The training facilities were sort of a surprise - they've been rumored to happen since ground broke for PPL Park, but a lot of other things were rumored to happen that haven't materialized. It was out of nowhere - the Union announced out of the blue that ground was being broken on the lots. As a fan, it's great that the club is building what should be a world-class training facility right next to the stadium, however it's eating up a huge swath of parking, meaning people have had to adjust where they park and tailgate before a match. Everyone but VIP's and Media were pushed back about 400 yards or so, so everyone but the VIP's and Media are a little miffed about that. But this will be a minor wrinkle in it all. We'll adjust and move on, and if it means the players get a better park to train in (they currently train in a public park), so be it.

The Union have decent infrastructure in place. Having the stadium has been huge, especially with it being as beautiful as it is. I invite all of your readers to come down and check it out - I know I'm biased but I really believe it's one of the most picturesque stadiums on the league. The area is also historically a hotbed of talent, and having that as well as good academies such as YSC in Wayne, PA and FC Delco helps immensely, as the club has Homegrown Player rights to all of the kids in those systems. So there's a pipeline of talent, a new training facility, and a beautiful stadium in our favor. It's always sunny in Philadelphia, indeed.

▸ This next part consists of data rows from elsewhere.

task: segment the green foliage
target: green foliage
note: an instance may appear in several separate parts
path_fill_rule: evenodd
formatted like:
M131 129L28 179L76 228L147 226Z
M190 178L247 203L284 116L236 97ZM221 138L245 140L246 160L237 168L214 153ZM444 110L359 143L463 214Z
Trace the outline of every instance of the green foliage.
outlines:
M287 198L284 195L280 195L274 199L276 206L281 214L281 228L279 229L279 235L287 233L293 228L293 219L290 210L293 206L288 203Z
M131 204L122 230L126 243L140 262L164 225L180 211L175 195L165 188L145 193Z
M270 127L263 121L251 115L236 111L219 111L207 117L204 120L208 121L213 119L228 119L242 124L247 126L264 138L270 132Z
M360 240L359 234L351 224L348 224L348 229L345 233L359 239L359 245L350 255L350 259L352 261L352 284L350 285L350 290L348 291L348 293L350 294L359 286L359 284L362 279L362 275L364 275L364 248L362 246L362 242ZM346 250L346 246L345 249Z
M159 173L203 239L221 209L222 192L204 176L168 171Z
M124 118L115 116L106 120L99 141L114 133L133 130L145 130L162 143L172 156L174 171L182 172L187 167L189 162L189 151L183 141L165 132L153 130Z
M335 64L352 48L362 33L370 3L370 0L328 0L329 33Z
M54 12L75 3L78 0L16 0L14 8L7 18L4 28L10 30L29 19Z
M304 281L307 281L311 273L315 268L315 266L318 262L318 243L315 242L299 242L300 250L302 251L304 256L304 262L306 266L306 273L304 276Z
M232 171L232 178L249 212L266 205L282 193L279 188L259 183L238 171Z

WTR: A grab bag of random queries: How is Mo Edu settling back in MLS? Does he miss TFC? The club is aware they can only play one keeper at a time right? And finally, will we see those awesome Bethlehem Steel-homage kits in the US Open Cup final? A chance at some tasty silverware, no? Best of luck against Seattle.

BG: Maurice Edu seems to have settled in nicely. He's played just about all of the minutes available to him, and has established himself as a leader on the field and off. As far as if he misses Toronto or not I have no idea, however I'm sure he'll always have a soft spot for the team that gave him his professional start. That being said, don't expect him to show any mercy this week.

I think they realize they can only play one keeper at a time, however with this club's history I wouldn't be surprised to see Andre Blake as the starting center back. Seriously though, it's a great problem to have - a World Cup veteran like Rais M'Bolhi, a proven MLS starter like Zac MacMath, and a young prospect and national teamer like Andre Blake - as well as academy prospect Zach Steffen, who many feel has a definite future with the USMNT. Factor in that M'Bolhi and Blake have national team duties, and having MacMath around is a very smart move. It remains to be seen what all will happen with the situation, but I'm all in favor of having guys have to compete for minutes.

And yes, I believe the club already stated they would wear the black kits, and there's been talk of the fans doing a "black out" where everyone wears black to the stadium (think the Winnipeg Jets and their "white outs"). And I think we are all confident of beating Seattle. They haven't won on the road in the US Open Cup since defeating D.C. United at RFK Stadium back in 2009. I think having to travel that far on short rest (they play Real Salt Lake the Friday before) will be a huge disadvantage, and Philadelphia seems to just be coming into its own as a team. Of course I'm a little biased, but I hope to be celebrating well into the night on the sixteenth.